2.5. In ordine, infine, alla mancata desistenza a cui in qualche misura allude l’ordinanza, pure su tale versante l’impugnazione si profila fondata: se il provvedimento ha inteso prospettare la persistente condotta criminosa tesa alla perpetrazione del reato di tentato omicidio, inerente all’aggressione della persona di G. da parte di T. , occorre constatare la scarsa aderenza ai dati emergenti dal verbale di arresto di siffatta prospettazione, dal momento che T. si era presentato in Caserma unitamente al proprio difensore prima di essere arrestato, senza che siano stati riferiti suoi comportamenti aggressivi in quella fase: quindi, l’indicato riferimento alla mancata desistenza pare risolversi in un escamotage dialettico, senza concreti agganci nelle risultanze richiamate.

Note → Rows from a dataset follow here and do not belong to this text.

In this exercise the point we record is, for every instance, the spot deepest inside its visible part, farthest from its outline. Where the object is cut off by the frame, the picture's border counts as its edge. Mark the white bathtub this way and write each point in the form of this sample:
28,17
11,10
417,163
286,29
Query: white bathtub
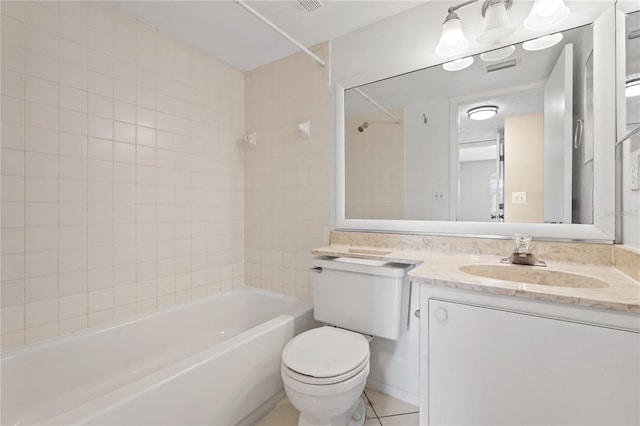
213,361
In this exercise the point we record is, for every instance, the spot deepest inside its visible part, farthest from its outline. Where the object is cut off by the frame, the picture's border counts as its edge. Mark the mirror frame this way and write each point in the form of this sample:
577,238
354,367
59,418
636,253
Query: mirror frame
604,220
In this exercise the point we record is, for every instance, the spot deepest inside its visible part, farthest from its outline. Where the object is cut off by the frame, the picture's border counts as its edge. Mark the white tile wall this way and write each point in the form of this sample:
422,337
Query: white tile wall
287,188
122,178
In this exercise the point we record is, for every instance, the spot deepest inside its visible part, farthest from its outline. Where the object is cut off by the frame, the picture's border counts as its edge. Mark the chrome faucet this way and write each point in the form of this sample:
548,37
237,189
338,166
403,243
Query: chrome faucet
522,254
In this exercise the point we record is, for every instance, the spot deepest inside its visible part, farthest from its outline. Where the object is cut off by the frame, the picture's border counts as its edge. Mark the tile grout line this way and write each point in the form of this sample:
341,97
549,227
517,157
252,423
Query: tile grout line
398,414
371,405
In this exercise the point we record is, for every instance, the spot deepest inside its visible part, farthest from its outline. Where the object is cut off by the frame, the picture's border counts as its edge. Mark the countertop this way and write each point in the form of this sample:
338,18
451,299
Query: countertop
622,293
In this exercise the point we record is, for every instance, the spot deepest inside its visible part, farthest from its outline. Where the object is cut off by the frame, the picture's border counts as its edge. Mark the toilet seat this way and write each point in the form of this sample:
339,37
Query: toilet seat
325,355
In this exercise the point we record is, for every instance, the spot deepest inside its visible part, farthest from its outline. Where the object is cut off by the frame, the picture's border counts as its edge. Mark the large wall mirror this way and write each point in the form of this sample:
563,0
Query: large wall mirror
507,142
629,108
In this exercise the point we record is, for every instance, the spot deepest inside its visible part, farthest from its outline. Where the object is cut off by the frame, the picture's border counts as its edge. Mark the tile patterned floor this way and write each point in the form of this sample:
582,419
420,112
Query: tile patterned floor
382,410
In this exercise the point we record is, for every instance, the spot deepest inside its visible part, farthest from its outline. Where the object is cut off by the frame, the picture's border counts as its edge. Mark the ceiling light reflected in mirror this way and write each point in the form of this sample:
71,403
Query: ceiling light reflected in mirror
546,14
483,112
543,42
498,54
458,64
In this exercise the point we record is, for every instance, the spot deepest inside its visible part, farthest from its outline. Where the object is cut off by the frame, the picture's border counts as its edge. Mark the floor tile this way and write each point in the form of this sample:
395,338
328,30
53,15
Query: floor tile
368,407
385,405
284,414
372,422
401,420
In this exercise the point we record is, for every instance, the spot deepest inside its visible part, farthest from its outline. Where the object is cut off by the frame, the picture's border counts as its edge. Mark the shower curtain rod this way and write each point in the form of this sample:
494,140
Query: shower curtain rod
279,31
380,107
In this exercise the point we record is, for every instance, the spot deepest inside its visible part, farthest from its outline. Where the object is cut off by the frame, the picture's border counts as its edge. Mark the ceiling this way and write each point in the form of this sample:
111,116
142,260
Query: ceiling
229,32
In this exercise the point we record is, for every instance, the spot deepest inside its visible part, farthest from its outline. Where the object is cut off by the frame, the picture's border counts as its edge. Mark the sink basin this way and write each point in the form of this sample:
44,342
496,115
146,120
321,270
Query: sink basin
533,275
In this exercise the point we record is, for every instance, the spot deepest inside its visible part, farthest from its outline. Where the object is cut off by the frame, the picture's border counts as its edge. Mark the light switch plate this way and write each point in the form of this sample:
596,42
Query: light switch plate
518,198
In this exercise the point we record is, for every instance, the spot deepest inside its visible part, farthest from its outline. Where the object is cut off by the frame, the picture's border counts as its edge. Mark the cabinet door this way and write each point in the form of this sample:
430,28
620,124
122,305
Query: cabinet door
493,367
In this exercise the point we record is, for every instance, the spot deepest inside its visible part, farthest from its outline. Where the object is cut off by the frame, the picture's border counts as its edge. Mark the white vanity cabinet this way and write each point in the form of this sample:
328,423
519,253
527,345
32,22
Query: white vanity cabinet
496,360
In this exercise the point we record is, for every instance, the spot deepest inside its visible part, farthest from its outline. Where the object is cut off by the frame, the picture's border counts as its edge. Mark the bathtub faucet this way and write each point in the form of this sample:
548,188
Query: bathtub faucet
522,254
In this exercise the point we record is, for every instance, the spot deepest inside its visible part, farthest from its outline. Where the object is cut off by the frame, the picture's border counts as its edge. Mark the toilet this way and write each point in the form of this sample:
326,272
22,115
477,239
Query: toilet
325,369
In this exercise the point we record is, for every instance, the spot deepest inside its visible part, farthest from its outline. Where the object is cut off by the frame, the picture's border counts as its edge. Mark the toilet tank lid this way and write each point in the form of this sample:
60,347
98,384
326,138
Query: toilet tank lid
365,266
325,352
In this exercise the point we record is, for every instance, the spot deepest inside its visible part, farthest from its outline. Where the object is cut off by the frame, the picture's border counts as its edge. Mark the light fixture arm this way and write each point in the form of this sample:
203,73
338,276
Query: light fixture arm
452,9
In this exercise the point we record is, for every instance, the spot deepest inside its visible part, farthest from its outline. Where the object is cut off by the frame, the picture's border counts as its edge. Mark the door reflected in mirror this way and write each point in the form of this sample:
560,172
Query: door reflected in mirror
506,139
632,75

3. Si deve, allora, concludere, che l’arresto è avvenuto in virtù di attività di investigazione scissa dall’immediata e autonoma percezione da parte degli inquirenti degli elementi che avrebbero consentito di procedere all’arresto ai sensi dell’art. 382 c.p.p..

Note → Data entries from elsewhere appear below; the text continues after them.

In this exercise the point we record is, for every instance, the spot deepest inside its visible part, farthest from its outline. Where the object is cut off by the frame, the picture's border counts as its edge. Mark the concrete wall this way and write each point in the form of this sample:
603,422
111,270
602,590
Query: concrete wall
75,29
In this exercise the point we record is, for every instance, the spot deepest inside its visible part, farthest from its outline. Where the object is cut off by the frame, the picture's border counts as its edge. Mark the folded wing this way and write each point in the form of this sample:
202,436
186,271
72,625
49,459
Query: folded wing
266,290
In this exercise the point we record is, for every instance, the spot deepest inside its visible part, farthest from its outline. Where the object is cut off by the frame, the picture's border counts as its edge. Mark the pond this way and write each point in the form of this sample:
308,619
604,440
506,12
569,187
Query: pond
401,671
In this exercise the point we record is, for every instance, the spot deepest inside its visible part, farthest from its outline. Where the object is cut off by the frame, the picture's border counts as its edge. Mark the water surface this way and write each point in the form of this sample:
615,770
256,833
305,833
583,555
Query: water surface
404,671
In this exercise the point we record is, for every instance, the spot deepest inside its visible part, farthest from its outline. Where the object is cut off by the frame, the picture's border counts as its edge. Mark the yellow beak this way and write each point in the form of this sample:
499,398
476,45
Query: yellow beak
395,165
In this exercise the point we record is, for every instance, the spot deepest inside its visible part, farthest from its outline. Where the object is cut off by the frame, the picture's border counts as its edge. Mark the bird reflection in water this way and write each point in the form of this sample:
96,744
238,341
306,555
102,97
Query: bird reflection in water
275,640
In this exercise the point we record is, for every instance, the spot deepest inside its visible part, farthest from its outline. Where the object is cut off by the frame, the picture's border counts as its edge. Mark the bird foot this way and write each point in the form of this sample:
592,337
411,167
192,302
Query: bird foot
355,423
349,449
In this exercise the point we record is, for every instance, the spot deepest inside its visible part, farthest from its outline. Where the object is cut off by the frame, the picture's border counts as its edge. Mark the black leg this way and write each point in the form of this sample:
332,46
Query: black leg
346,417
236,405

Si aggiunge, nella già indicata prospettiva, come non possa trascurarsi che l’art. 13 Cost., comma 3, stabilisce che, in casi eccezionali di necessità ed urgenza, indicati tassativamente dalla legge, l’autorità di pubblica sicurezza può adottare provvedimenti provvisori, che devono essere comunicati entro quarantotto ore all’autorità giudiziaria e, se questa non li convalida nelle successive quarantotto ore, si intendono revocati e restano privi di ogni effetto.
Stante l’evidente eccezionalità delle ipotesi di privazione della libertà personale da parte della polizia giudiziaria, di iniziativa e senza provvedimento della autorità giudiziaria, non appare rettamente praticabile la via ermeneutica che suggerisce di procedere a un’interpretazione lata del concetto di inseguimento fissato dall’art. 382 cit., fino a includere in esso l’accezione - affatto diversa - che si orienta verso il perseguimento dell’autore del reato, sia pure per il tramite di una sollecita attività di investigazione e ricerca.

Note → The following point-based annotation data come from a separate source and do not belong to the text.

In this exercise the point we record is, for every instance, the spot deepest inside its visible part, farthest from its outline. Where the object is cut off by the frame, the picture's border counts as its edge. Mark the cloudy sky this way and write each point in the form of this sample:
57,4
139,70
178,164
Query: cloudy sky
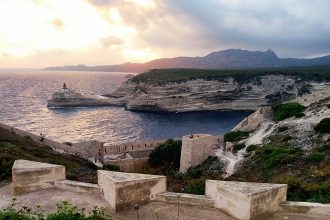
39,33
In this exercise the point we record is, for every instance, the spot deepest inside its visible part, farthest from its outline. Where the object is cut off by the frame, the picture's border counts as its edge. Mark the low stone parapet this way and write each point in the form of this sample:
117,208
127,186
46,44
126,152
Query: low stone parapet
306,208
124,190
73,186
246,200
31,176
185,199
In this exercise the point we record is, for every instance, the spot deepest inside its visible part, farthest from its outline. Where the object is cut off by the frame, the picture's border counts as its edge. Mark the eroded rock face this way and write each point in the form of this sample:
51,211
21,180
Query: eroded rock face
199,95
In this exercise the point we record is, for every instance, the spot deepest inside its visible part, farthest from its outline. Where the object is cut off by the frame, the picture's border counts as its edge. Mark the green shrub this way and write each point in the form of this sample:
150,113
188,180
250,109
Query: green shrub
211,167
299,115
196,186
167,154
251,148
282,128
287,110
238,147
235,136
323,126
111,167
316,157
64,211
272,156
6,146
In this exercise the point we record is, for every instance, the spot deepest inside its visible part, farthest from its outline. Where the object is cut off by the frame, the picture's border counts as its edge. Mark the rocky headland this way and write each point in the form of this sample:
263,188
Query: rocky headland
184,90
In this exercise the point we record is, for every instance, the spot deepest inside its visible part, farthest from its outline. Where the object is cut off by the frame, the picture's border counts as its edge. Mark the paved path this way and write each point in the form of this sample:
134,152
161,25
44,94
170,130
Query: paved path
152,211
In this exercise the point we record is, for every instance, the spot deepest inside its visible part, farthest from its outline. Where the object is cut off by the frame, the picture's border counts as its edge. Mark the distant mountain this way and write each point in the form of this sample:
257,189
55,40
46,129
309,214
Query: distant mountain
226,59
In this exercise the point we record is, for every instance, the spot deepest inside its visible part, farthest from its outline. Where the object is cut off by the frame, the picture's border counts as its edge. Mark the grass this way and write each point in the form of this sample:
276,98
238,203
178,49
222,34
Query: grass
235,136
272,156
287,110
163,76
238,147
323,126
251,148
14,147
282,128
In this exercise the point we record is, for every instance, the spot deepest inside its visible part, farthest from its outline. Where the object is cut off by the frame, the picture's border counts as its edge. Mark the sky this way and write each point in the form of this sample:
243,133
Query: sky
40,33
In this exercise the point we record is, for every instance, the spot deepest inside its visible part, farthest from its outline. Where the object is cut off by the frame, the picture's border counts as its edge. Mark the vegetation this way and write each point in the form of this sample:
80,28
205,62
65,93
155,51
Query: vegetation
238,147
167,154
287,110
251,148
235,136
64,211
193,181
272,156
163,76
323,126
14,147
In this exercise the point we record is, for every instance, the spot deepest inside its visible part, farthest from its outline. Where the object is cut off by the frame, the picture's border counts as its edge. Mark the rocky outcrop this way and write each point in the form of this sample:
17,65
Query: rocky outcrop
200,95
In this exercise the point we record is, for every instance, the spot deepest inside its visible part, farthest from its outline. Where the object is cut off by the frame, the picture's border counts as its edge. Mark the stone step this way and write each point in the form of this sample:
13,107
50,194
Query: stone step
80,187
185,199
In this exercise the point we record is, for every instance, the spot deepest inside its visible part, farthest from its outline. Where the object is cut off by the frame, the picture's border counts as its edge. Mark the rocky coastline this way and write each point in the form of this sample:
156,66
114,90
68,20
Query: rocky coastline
205,95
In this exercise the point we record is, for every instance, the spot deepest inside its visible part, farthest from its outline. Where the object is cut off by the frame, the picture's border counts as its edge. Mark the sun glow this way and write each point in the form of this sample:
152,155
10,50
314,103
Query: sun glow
61,26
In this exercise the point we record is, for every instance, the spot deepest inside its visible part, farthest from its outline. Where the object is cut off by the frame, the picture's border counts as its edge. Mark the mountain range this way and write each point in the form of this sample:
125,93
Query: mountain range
225,59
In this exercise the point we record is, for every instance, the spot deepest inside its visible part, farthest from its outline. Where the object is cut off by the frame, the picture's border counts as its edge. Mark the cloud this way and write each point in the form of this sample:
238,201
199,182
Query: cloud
290,27
111,41
58,24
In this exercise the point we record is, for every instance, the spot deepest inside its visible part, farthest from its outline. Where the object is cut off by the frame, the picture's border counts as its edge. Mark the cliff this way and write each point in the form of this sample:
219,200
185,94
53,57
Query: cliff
183,90
292,146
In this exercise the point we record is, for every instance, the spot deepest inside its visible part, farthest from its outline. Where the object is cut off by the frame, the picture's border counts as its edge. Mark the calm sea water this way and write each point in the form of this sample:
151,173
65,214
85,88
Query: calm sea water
24,94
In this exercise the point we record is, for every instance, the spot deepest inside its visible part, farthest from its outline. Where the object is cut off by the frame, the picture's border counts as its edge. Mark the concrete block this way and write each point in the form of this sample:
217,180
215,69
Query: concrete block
195,149
31,176
124,190
73,186
245,200
185,199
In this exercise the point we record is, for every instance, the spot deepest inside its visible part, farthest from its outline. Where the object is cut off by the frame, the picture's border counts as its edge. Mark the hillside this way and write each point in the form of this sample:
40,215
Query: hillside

4. Con riferimento, quindi, alla sola convalida dell’arresto di T.C. , l’ordinanza impugnata si profila affetta dalla denunciata violazione di legge in quanto il G.i.p. ha convalidato l’arresto senza che ricorresse contezza adeguata della flagranza nel senso complessivamente configurato dall’art. 382 c.p.p. (comprensivo della situazione generalmente definita quasi flagranza).
Essa, di conseguenza, va annullata senza rinvio, relativamente all’oggetto qui scrutinato.
Risultando T. detenuto, deve disporsi che, a cura della cancelleria, copia del presente provvedimento sia trasmessa al direttore dell’istituto penitenziario ai sensi e per gli effetti di cui all’art. 94 disp. att. c.p.p., comma 1 ter.
P.Q.M.
Annulla senza rinvio l’ordinanza impugnata relativamente alla convalida dell’arresto, salvo il resto.
Dispone che, a cura della cancelleria, copia del presente provvedimento sia trasmessa al direttore dell’istituto penitenziario a norma dell’art. 94 disp. att. c.p.p., comma 1ter.